Any computational biologist will be drawn to a world-renowned institute such as UCSC Genome Institute. Having used some of their tools such as the UCSC Genome Browser, I wanted the opportunity to go and experience research. Fortunately, I managed to secure a slot at the Institute during my exchange. The project focuses on deciphering the nanopore sequencing signal features utilized by commercial deep learning models (Bonito) for the base-calling.
I came across Prof Noam’s lab when I was looking for some research experience in functional genomics. After talking to Prof Noam online, I was convinced that I had to go to his lab and I flew to Israel armed only with my passion for research. I was tasked with overcoming the low interpretability in the deep learning classification of cancer genomics. The model used is a QRNN model and the input data is raw FASTA sequences. As it was my novice experience in machine learning, I spent a lot of time catching up with the project. Eventually, I adopted the gradient class activation mapping (GCAM) technique and attributed biological significance to the model. My time at this lab was one of my favourites and I learned a lot from Prof Noam, in both research and Israeli culture. The work here laid the foundation of a chapter in his book, Deep Sequencing Data Analysis, where I authored the chapter.

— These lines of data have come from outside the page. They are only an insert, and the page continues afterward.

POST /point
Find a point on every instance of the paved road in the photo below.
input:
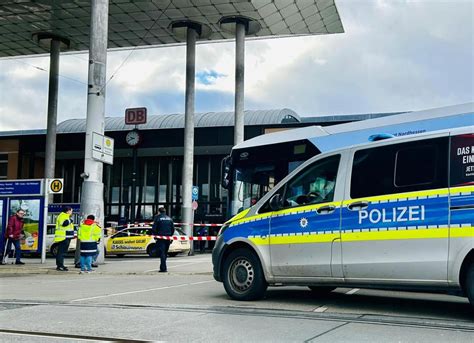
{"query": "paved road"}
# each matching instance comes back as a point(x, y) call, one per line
point(127, 299)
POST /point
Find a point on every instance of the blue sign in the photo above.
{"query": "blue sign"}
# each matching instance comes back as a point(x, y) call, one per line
point(195, 193)
point(21, 187)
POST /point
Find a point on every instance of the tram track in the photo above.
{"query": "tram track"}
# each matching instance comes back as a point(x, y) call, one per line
point(350, 318)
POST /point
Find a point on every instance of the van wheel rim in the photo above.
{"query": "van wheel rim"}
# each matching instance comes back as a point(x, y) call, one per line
point(241, 275)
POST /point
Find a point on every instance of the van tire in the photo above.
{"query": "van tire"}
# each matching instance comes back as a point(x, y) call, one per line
point(243, 275)
point(54, 250)
point(470, 284)
point(321, 290)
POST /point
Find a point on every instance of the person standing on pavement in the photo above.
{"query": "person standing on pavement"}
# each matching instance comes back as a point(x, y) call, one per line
point(89, 234)
point(163, 226)
point(63, 235)
point(13, 235)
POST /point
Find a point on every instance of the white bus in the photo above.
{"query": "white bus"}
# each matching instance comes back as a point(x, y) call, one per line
point(255, 166)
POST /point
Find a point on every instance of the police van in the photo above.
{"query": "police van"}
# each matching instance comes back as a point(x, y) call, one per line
point(396, 213)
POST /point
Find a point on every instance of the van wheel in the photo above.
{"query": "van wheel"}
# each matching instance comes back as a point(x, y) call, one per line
point(243, 276)
point(321, 290)
point(54, 250)
point(152, 251)
point(470, 284)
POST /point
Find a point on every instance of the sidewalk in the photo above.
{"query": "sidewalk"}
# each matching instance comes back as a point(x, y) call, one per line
point(130, 265)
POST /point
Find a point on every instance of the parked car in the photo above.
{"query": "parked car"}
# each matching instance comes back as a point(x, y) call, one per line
point(140, 241)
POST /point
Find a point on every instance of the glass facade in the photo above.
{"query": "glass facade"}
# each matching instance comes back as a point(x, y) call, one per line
point(158, 184)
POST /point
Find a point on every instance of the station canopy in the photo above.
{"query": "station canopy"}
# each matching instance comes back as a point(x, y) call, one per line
point(148, 22)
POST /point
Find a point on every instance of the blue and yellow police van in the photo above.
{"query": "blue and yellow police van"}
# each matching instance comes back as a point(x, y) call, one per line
point(394, 213)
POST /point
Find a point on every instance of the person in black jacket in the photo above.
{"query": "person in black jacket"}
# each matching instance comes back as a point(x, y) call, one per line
point(163, 226)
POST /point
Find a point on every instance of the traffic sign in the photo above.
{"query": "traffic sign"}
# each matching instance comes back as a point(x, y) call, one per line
point(55, 186)
point(135, 116)
point(195, 193)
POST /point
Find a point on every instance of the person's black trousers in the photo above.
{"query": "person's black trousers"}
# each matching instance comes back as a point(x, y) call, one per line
point(63, 247)
point(163, 246)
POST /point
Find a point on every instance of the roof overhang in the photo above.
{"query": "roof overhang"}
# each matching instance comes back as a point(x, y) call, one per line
point(134, 23)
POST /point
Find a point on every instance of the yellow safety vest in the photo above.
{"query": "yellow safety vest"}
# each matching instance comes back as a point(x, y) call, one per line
point(63, 232)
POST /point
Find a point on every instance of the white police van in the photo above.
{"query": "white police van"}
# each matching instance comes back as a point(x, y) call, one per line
point(396, 213)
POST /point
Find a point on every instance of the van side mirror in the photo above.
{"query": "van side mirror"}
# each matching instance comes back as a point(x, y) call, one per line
point(275, 202)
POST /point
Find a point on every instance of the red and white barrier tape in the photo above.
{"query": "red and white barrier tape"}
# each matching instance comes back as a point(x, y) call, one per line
point(175, 224)
point(186, 238)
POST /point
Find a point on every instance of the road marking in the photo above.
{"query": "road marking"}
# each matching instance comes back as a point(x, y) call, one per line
point(181, 265)
point(320, 309)
point(352, 291)
point(142, 291)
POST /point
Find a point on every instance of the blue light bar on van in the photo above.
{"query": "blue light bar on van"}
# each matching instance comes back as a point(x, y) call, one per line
point(380, 136)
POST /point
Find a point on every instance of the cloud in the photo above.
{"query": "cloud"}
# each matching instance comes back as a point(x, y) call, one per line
point(394, 56)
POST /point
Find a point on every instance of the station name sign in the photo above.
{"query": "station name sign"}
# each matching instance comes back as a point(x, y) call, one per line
point(27, 187)
point(135, 116)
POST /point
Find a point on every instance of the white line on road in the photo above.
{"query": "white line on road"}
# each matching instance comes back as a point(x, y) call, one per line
point(352, 291)
point(181, 265)
point(142, 291)
point(320, 309)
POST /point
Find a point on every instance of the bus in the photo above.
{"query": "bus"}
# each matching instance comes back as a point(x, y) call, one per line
point(255, 166)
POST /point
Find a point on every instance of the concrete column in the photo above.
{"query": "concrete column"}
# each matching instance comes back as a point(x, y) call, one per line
point(239, 82)
point(188, 162)
point(92, 199)
point(50, 157)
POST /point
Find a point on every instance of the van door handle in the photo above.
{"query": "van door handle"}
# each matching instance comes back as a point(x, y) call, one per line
point(358, 205)
point(326, 209)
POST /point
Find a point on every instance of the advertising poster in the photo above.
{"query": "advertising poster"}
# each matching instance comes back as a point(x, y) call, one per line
point(31, 229)
point(462, 160)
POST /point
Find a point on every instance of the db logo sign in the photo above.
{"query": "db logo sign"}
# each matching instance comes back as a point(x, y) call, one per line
point(55, 186)
point(135, 116)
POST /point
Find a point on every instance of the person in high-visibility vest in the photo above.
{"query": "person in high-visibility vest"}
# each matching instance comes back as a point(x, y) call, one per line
point(63, 235)
point(89, 234)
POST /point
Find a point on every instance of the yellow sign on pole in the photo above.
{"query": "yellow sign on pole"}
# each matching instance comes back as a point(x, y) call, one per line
point(55, 186)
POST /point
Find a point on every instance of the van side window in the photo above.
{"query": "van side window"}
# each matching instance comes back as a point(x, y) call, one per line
point(462, 160)
point(313, 185)
point(399, 168)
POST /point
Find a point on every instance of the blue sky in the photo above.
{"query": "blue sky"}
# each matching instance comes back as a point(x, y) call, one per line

I had the opportunity to work at Prof George’s lab as a UROPS student. The project focuses on the cholinergic modulation on the claustrum, a part of the brain whose function eluded neuroscientists since its discovery. As the lab does not have any computational biologists, I spent a lot of time reading up literature on my own. Another source of inspiration was my direct mentor, Aditya Nair (who is a graduate student at Caltech now), and we would explore theoretical and computational neuroscience concepts during our weekly meetings. Those meetings were always intriguing and I recalled looking forward to them every week. We settled on the idea of building a firing-rate network model using electrophysiological data collected from claustral neurons in brain slices. By approximating the cholinergic input as a gain-control function, we showed that cholinergic input toggle network encoding efficiencies of different subpopulations in the claustrum. The model built here is now in a paper in PNAS where I am a key contributing author.
I had my first taste of research at Prof KL’s lab and I was captivated by the process of scientific research. Although computational biology is not part of Prof KL’s expertise, he encouraged me to explore any methodology that I find interesting. He would constantly push me to read more literature and provide constructive criticism to my ideas. In his lab, I found my love for scientific research. The project I did focused on using random-walk-with-restart algorithm on a protein-protein interaction network built from the STRING database. The approach allowed us to determine molecular links between Parkinson’s disease and Type 2 diabetes, two co-related diseases that have yet to have any explicit overlapping mechanisms.